Ecclesiastes 3:1-15: Hearts Set on Eternity

Ecclesiastes 3:1-15 was classically adapted by The Byrds in the song “Turn, Turn, Turn”. The song is lifted right out of the text for the most part. The “Preacher” in Ecclesiastes penned this poem in light of a general observation he makes: there is a time for everything. He lists 14 things using classical Hebrew parallelism about many life events concerning life. The Preacher, being an old man, perhaps saw many cycles of these various antonymous pairs. And he himself had probably experienced many of them first hand with his family, fortunes, and friends. The general observation has already been made in one fashion in Ecclesiastes 1:1-11. In chapter one and here in chapter 3, the Preacher describes the circular nature of life with an ebb and flow to all things. When one makes and observation that something is new, this really is not the case. Rather, someone is really rehashing the same old stuff. It might have the appearance of newness, but in and of itself is nothing of note.

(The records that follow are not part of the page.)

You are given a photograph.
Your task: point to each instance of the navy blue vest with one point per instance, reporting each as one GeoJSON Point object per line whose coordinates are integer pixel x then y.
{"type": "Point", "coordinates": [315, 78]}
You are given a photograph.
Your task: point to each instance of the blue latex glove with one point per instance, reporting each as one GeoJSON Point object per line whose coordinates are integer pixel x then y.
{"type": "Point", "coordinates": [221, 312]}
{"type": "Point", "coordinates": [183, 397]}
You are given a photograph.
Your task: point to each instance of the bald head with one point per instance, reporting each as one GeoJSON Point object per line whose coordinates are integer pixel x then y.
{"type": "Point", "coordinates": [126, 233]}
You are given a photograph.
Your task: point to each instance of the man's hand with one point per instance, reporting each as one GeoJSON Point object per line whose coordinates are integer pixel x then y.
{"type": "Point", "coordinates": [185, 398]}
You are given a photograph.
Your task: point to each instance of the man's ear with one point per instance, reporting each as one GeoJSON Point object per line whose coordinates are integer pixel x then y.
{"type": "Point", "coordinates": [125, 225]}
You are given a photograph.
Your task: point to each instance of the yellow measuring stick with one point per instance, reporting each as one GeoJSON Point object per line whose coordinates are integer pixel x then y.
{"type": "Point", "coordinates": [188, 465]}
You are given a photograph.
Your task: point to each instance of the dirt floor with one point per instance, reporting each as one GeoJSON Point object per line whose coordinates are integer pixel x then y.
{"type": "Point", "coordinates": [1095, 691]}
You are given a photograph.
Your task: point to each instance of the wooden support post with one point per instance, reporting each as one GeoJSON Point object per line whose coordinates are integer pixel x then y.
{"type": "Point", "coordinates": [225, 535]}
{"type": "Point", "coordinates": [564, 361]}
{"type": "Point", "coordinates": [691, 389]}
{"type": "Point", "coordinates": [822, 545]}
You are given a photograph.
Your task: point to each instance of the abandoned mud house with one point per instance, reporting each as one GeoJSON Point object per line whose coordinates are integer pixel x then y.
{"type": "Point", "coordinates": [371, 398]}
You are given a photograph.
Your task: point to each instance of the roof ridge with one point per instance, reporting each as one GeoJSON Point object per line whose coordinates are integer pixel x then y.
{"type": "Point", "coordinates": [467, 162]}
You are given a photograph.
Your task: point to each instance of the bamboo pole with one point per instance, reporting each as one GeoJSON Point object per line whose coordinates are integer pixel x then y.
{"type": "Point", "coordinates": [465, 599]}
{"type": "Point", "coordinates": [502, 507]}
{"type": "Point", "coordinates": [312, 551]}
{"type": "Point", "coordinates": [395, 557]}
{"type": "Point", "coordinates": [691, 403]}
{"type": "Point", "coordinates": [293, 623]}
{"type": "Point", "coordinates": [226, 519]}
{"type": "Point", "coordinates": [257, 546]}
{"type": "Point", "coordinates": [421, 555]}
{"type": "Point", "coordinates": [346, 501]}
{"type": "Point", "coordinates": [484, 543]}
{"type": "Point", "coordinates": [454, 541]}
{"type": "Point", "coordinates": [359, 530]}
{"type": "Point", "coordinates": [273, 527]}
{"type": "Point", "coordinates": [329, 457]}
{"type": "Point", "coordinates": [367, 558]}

The Preacher does make some observations concerning God though. First, he says that God has set the hearts of man on eternity, yet no one can fully comprehend it. Man has always yearned to understand what is beyond the temporal existence he lives in. Second, he notes that the best thing for men to do is be happy and do that which is good. Man should enjoy the fruits of his labor; this is a gift from God. And third, he says that everything that God does endures, and nothing can be added or taken away from this. God’s work in its totality is complete and infinite. The Preacher says this is so that man might fear God. The contrast between the finality and finitude of the experience of man and the eternalness and infinitude of God stand in stark contrast to one another. The Preacher in all his endeavors could still not obtain or grasp what it is like to be like God in these regard, and all his pursuits left him empty

The yearning for eternity can only be satisfied with one thing: God. When Jesus came to earth, he came as a man to break the cycle of death so that man might be free of it. Jesus died, but he did not stay dead. He resurrected from the dead. He also came to disrupt the cycle the Preacher describes in other ways. In the end, there will be no more pain, no more suffering, no more tears (Revelation 21:4). All that stands in contrast to what men desire from eternity will be satisfied in Jesus. When Jesus says he came to that men may have life, and have it abundantly (John 10:10). God has set the hearts of man on eternity to that they would fear him – that is trust him. The provision that God made to satisfy this is Jesus, who was God in the flesh. There can be no greater satisfaction than that which comes from the maker of the universe!

Lord, my heart yearns for eternity. My heart yearns for you!